Em casos em que o tratamento psiquiátrico não é oferecido ao paciente com câncer, quando os pacientes precisam procurar por ajuda? Basicamente, quando o paciente não consegue levantar da cama, se recusa a fazer os tratamentos capazes de salvar sua vida, não sente prazer em nada e não tem nenhuma esperança de cura. Todos esses são sintomas de pessoas que precisam ser avaliadas. Em alguns casos, as pessoas se tornam tão ansiosas que não dormem à noite, têm problemas de concentração e não conseguem tirar os pensamentos sobre a doença da cabeça. Esses sinais mostram que uma pessoa precisa de ajuda.
Qual a importância da família durante o tratamento? A família é muito importante. Chamamos os familiares de pacientes secundários. O câncer afeta toda a família. Por isso, todos têm que ser considerados. Ao atender um paciente, estamos sempre preocupados com a família.
A depressão desaparece depois da cura? As pessoas que sobrevivem geralmente têm muito medo sobre a recorrência da doença. Elas ficam com medo de o tumor voltar e podem ficar depressivas por isso. Sabemos que cerca de 20% dos sobreviventes podem ter problemas psicológicos contínuos após o câncer.
O que a senhora diria para quem acredita que pensamento positivo ajuda na cura do câncer? É preciso esclarecer que pensamentos positivos não fazem com que você viva por mais tempo. Da mesma forma que pensamentos negativos também não fazem com que você viva menos. As pessoas gostam de acreditar que, se forem positivas, viverão mais. Pensar positivo é melhor para o seu tratamento e também é melhor para a sua família. Mas isso não afeta diretamente o curso da doença.

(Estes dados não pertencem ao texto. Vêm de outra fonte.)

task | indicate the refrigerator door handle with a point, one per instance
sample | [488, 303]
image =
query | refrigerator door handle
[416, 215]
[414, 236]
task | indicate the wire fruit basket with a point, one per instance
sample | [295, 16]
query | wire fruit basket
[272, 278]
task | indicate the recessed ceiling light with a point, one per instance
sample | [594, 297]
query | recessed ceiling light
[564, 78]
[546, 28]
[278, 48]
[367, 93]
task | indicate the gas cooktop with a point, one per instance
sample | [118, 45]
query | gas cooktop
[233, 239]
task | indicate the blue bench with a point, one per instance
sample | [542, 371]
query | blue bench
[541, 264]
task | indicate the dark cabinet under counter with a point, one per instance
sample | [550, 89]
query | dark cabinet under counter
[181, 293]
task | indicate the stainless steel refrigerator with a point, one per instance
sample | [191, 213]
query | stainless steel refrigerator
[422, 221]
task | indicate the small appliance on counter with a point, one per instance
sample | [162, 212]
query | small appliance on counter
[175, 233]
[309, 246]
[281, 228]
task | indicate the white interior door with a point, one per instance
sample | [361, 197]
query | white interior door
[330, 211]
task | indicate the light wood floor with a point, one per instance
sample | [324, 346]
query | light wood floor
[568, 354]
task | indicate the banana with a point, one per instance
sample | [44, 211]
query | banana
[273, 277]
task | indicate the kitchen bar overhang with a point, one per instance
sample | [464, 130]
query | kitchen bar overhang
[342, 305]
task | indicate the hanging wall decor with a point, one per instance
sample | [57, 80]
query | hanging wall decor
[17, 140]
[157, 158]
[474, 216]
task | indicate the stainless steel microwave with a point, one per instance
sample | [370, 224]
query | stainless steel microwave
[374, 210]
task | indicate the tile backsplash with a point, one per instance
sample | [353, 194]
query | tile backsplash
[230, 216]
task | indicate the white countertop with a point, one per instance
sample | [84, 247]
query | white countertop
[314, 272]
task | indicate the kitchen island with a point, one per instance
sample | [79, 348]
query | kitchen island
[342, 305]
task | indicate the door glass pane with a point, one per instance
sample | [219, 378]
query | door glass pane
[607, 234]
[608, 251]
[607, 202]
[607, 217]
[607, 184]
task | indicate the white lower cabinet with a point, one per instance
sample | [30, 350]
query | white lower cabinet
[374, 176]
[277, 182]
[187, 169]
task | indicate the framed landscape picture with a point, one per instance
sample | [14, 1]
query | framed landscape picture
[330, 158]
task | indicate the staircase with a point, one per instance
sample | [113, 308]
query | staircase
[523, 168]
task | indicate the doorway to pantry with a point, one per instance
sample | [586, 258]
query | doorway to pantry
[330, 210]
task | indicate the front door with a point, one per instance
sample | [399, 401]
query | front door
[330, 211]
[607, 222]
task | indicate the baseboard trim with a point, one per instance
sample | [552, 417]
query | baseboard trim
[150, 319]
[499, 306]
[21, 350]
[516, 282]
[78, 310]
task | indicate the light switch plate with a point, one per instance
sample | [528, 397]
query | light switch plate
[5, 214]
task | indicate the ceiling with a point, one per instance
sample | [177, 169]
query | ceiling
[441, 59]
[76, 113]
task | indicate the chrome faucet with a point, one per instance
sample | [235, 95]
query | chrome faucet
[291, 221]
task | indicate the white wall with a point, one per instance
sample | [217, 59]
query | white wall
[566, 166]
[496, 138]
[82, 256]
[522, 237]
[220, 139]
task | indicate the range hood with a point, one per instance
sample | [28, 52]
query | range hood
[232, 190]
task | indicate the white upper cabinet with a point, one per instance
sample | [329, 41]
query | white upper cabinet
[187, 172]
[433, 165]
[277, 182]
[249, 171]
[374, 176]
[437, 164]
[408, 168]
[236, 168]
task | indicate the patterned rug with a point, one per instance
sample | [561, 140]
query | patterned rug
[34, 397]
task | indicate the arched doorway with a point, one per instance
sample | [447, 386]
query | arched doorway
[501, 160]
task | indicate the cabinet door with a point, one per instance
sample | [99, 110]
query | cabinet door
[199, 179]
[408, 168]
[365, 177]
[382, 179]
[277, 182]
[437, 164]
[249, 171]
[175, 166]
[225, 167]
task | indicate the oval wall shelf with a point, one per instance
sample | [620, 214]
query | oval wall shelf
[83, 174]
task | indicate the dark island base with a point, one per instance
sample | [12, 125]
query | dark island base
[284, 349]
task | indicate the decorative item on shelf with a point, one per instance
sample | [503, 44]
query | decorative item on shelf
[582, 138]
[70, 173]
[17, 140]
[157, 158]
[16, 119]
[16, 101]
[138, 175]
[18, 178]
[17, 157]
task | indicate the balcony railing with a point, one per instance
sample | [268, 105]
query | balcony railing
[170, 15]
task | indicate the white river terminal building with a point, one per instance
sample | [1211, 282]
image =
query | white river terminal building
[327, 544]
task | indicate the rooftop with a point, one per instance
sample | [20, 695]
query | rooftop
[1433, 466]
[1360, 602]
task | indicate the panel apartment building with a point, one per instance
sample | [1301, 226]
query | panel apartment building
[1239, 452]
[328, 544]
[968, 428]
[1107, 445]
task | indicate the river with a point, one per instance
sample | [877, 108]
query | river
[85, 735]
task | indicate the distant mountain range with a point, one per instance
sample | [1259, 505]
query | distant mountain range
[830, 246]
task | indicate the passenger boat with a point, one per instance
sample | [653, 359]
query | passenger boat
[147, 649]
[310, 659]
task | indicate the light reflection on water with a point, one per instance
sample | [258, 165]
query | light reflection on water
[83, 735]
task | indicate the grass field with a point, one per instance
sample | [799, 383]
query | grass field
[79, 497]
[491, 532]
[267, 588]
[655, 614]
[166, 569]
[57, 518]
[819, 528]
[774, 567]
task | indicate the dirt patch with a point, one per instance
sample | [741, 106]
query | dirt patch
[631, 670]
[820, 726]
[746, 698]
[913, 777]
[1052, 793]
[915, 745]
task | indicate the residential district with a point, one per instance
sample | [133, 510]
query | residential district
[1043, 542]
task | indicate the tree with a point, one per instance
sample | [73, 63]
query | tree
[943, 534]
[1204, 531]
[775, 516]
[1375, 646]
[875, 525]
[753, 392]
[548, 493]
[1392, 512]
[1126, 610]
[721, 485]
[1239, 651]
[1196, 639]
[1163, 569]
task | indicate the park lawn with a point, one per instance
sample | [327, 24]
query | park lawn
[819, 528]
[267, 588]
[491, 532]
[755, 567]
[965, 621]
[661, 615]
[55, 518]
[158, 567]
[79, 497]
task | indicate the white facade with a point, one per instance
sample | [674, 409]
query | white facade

A senhora acredita que a forma com que o paciente lida com o câncer pode influenciar no sucesso do tratamento? Sem dúvida, mas apenas no sentido de que é preciso a ação do paciente diante dos melhores tratamento para a doença. Ou seja, se uma pessoa está depressiva, ela pode desistir do tratamento ou evitar as melhores formas de enfrentar a doença. Mas não há um tipo de personalidade e nenhum outro tipo de ação feita pela mente que afete o sistema imunológico a ponto de curar o câncer. É bom que isso fique claro. Não há nenhuma influência da mente ou do humor no processo de cura.